Businesses looking to utilize uTRAC as a processor of their employee data can rest easy that the uTRAC cloud infrastructure and security team is dedicated to the protection of that data. Keeping our customer’s data is the most important aspect of what we do and uTRAC’s security is fundamental to our business.

Please review our Terms of Service for more information about uTRAC’s Data Security Policies.

Where Is Your Data Hosted?

All data uploaded to uTRAC is hosted by Digital Ocean cloud hosting with our platform running from 3 facilities.

London, UK

uTRAC customers based in the United Kingdom have their data hosted in Digital Ocean servers located in their London data centre.

Amsterdam, Netherlands

uTRAC customers based in the European Union have their data hosted in Digital Ocean servers located in their Amsterdam data centre.

New York, USA

uTRAC customers based anywhere else in the world have their data hosted in Digital Ocean servers located in their New York data centre.

How Accessible Is Your Data?

uTRAC data is hosted in the cloud, allowing businesses to access relevant data on any device anywhere in the world where there is internet. As with all web-based technology, uTRAC cannot guarantee 100% availability however uTRAC has a total uptime of 99.9% (based on the last 365 days) and service availability can be reviewed via

uTRAC has a total uptime of 99.9%


uTRAC has implemented several systems and processes to ensure consistent service levels so that our clients can access their employee data when required. Our business is proud and committed to maintaining our 99.9% uptime status and rely upon formal response plans designed to mitigate risks and ensure quick recovery times.


Customer data is backed up every 4 hours while uTRAC runs parallel servers in the event of primary server failure.


Scripted monitors check memory levels and server heartbeats with automated alerting and corrective procedures.


uTRAC relies on automated rollout and rollback processes to safely update our various platforms efficiently.

In the rare occurrence of an incident, uTRAC will endeavour to communicate the current resolution status to our customers via All Incidents are followed by formal postmortems by our security team resulting in analysis and corrective actions.

Who Can Access Your Data?

The uTRAC platform is designed so that the controllers of our hosted data (our customers) are enabled to control levels of access and monitor changes to that data. Similarly, access may be given to employees to view and edit their related personal and sensitive data.

Our customers are responsible for the data they upload to uTRAC and that data is not shared to third parties. In the event of service suspension, uTRAC customers may export all data and expunge that data from uTRAC servers.

uTRAC Support

As part of our service, uTRAC support agents are available to users of uTRAC to assist with the use and operation of the uTRAC platform. All support agents are trained in data security and uTRAC management enforces strict data management policies to ensure personal data remains secured from unauthorized access, use, disclosure, disruption, modification, perusal, inspection, recording and destruction.


Only authorized customer account managers may access customer data and only after receiving verifiable permission from the customer. Access to customer data is logged in our Access Records and mapped against customer requests for internal auditing.


Customer data may not be accessed from outside of terminals owned by uTRAC and monitored by authorized security personnel.

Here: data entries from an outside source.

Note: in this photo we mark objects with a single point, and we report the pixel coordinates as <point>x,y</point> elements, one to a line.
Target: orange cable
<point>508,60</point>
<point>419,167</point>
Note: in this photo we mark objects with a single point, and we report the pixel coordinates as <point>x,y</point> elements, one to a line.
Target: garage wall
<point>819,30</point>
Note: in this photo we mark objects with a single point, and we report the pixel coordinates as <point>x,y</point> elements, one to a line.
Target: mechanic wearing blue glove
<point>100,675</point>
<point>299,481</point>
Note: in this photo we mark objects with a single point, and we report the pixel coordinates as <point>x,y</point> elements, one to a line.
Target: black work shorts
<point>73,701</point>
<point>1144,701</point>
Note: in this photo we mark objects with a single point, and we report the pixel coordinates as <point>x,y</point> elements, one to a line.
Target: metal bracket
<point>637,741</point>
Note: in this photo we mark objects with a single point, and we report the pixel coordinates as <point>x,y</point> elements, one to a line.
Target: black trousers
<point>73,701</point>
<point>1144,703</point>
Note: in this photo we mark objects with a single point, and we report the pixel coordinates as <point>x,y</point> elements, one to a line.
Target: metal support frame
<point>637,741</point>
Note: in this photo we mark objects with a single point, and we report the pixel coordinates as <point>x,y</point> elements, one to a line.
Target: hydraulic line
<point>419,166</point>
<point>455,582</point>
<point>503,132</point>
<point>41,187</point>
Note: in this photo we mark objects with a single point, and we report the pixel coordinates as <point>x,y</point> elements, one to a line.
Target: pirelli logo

Compliance is enforced throughout the uTRAC business via periodic video monitoring, analytical tools, internal and external auditing, and feedback from customers. Non-compliance with uTRAC’s security policies will result in disciplinary actions up to and including termination of employment.

How Secure Is Your Data?

As well as implementing strict policies for internally maintaining the integrity of customer data, uTRAC employs a variety of methods to maintain security from external actors.

Application Security

  • All data transmitted to/from uTRAC is encrypted using 256b enterprise level SSL encryption.
  • Data to uTRAC applications are transmitted via API that require identification and authentication for any request from client side.
  • uTRAC enforces input validations to prevent actions such as SQL injection, scripted DDOS attacks, and cross-site scripting.
  • Sensitive data at rest is encrypted asynchronously where required and via pseudonymisation.
  • Each time uTRAC is accessed by an authorized user, the session variables are saved in secure path in the server to avoid session hijacking or session replay, all session has a unique session id to avoid "man in the middle" attacks.
  • System vulnerability scanners, otherwise known as penetration testing tools, used to automate security testing of code changes.
  • Strict permission controls that automatically refresh to prevent unauthorized changes to files located in our servers.

Infrastructure Security

  • All production instances are hosted within secured virtual-private-servers (VPS) supported by Digital Ocean and AWS.
  • uTRAC does not run individual hosting environments for each customer, we do utilize rigorous policy enforcement and testing to ensure customers cannot access each other’s data.

Database Security

  • Access to uTRAC databases is limited using SSH tunnel and all access requires password authentication that is strictly controlled and monitored to prevent unprotected access.
  • Sensitive data held in the database is encrypted.
  • Unauthorized access to administration interfaces is banned, no unauthorized access to configuration stores, only root can perform retrieval of clear text configuration data.
  • Database and files timely backed up every 4 hours. Use of tri-layer backup protocols,including physical backup, for data security and recovery.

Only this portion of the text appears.